What, I ask you, is the point of writing stories set in the past if everybody in them — or at least every character intended to be liked or admired by the reader — thinks and at least desires to act like an enlightened specimen of twenty-first century humanity? And yet there is a market for such stories, possibly because not every reader-for-pleasure wants to spend his or her time working at the admittedly difficult job of empathizing with characters who might possibly hold opinions or indulge in practices of which twenty-first century persons do not approve. For it is an almost inescapable fact that even the most enlightened and progressive person of a past era will hold at least one or two opinions which are at best incomprehensible and at worst repugnant to the modern mind. (They smoke like chimneys. They spank their children. They truly believe not just in the rightness but in the vigorous exportation of Western civilization and Protestant Christianity. And so on.) The past isn’t just another country; sometimes it’s practically another planet. And space aliens live there.
In the immortal words of the old New Yorker cartoon, I say it’s spinach and I say the hell with it. But then, I’m a science fiction and fantasy sort of person, with the science fiction and fantasy cast of mind, which means that I’m the sort of reader who can derive pleasure from trying to think like a space alien for an hour or two. That cast of mind makes the awareness that these people are not like us into a feature, rather than a bug, of true historical fiction. The “not like us” factor is also what, in my opinion, distinguishes historical fiction from historical romances,† which choose to emphasize the points of commonality — the “these people are a lot like us after all” bits — rather than the points of difference.

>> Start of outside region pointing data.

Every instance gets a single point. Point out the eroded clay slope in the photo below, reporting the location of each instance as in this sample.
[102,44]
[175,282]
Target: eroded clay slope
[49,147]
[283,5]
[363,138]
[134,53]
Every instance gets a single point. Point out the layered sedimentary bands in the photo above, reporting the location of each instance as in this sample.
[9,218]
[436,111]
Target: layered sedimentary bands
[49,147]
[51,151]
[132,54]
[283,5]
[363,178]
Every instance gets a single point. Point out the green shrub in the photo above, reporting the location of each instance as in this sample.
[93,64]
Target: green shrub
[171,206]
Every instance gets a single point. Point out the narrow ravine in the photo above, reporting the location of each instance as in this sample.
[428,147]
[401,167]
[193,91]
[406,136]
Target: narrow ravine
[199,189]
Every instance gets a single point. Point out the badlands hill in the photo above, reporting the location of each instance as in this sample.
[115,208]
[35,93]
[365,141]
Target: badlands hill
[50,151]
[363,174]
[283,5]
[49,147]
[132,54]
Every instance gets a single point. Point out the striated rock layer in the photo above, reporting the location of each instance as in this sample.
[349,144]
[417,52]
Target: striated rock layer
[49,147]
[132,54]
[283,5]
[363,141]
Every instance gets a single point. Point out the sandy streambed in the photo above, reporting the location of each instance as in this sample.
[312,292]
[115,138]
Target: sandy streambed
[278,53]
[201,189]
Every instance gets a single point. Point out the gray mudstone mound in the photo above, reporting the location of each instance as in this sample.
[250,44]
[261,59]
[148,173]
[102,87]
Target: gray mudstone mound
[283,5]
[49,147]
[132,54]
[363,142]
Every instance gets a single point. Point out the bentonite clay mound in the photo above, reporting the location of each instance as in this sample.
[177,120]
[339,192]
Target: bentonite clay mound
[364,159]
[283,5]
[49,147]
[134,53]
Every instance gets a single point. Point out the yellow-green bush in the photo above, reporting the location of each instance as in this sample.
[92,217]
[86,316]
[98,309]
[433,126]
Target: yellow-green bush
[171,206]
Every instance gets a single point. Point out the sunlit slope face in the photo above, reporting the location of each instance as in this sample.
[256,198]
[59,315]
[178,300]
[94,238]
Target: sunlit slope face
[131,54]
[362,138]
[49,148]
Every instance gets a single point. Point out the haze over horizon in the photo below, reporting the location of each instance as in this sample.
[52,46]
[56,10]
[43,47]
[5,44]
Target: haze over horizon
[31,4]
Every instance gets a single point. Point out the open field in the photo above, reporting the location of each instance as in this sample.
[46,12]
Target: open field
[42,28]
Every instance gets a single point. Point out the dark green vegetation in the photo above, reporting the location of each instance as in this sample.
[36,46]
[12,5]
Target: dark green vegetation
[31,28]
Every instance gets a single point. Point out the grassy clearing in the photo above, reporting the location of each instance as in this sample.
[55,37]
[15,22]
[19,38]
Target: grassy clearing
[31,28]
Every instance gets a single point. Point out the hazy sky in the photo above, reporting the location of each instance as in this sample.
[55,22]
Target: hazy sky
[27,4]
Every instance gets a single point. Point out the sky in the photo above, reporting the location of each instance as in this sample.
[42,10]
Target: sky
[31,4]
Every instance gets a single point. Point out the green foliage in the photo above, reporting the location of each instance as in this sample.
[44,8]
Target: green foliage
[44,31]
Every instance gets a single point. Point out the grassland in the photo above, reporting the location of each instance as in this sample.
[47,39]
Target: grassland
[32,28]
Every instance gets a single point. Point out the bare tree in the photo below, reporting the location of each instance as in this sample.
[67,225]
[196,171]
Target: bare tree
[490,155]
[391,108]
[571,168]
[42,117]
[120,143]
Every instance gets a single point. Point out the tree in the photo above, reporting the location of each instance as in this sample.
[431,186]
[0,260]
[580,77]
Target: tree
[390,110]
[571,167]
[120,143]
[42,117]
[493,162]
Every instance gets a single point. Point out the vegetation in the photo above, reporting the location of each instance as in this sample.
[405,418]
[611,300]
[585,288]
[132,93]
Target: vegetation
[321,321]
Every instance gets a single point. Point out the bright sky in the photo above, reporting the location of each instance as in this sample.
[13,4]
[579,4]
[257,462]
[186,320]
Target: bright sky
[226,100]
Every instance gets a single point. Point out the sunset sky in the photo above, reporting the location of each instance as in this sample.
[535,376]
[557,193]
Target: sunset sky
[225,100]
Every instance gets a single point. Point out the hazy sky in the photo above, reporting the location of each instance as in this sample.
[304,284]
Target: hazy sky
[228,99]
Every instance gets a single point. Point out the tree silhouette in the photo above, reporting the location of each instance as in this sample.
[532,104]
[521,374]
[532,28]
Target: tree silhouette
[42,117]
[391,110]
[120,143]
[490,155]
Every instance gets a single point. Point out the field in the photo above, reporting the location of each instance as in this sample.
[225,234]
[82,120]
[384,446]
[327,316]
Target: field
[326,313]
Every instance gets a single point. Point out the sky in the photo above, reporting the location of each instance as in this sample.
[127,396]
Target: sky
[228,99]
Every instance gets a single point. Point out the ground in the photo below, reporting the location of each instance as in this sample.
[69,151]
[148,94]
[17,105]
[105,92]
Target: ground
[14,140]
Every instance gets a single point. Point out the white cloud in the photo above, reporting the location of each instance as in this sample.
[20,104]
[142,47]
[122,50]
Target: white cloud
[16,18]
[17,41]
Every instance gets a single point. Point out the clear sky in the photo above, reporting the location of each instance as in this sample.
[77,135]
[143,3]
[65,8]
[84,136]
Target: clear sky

†And I’ll save time right now by agreeing that it isn’t either the quality of the research or the quality of the writing that distinguishes historical fiction from historical romance — it’s the angle of approach. And I enjoy a historical romance as much as the next person, when I’m in the right mood.
I’d never thought of the distinction in characters’ attitudes between historical fiction and historical romance before, but you’ve nailed it. I enjoy reading straight-out historical fiction where the characters’ attitudes are alien to mine — though I confess I have much more patience with the mindsets of medieval, Renaissance, or Georgian characters than with Edwardians, who drive me absolutely furious. But in a romance, the characters generally have to be more sympathetic… and that does mean tweaking their attitudes towards modern sensibilities. I try to strike a balance, and let them keep their period views but act on them with maximum benevolence.
I think the Edwardians get into “just close enough to us to be really annoying/disturbing when they aren’t” territory.
That, and “What happened to the Enlightenment, you Tory bastards?” They’re frustrating as hell.
Ah, yes, Dr. Quinn, Modern Woman.
Another problem with making the past exactly like the present is that it denies the possibility of change. How things are now is how they ever were and evermore shall be.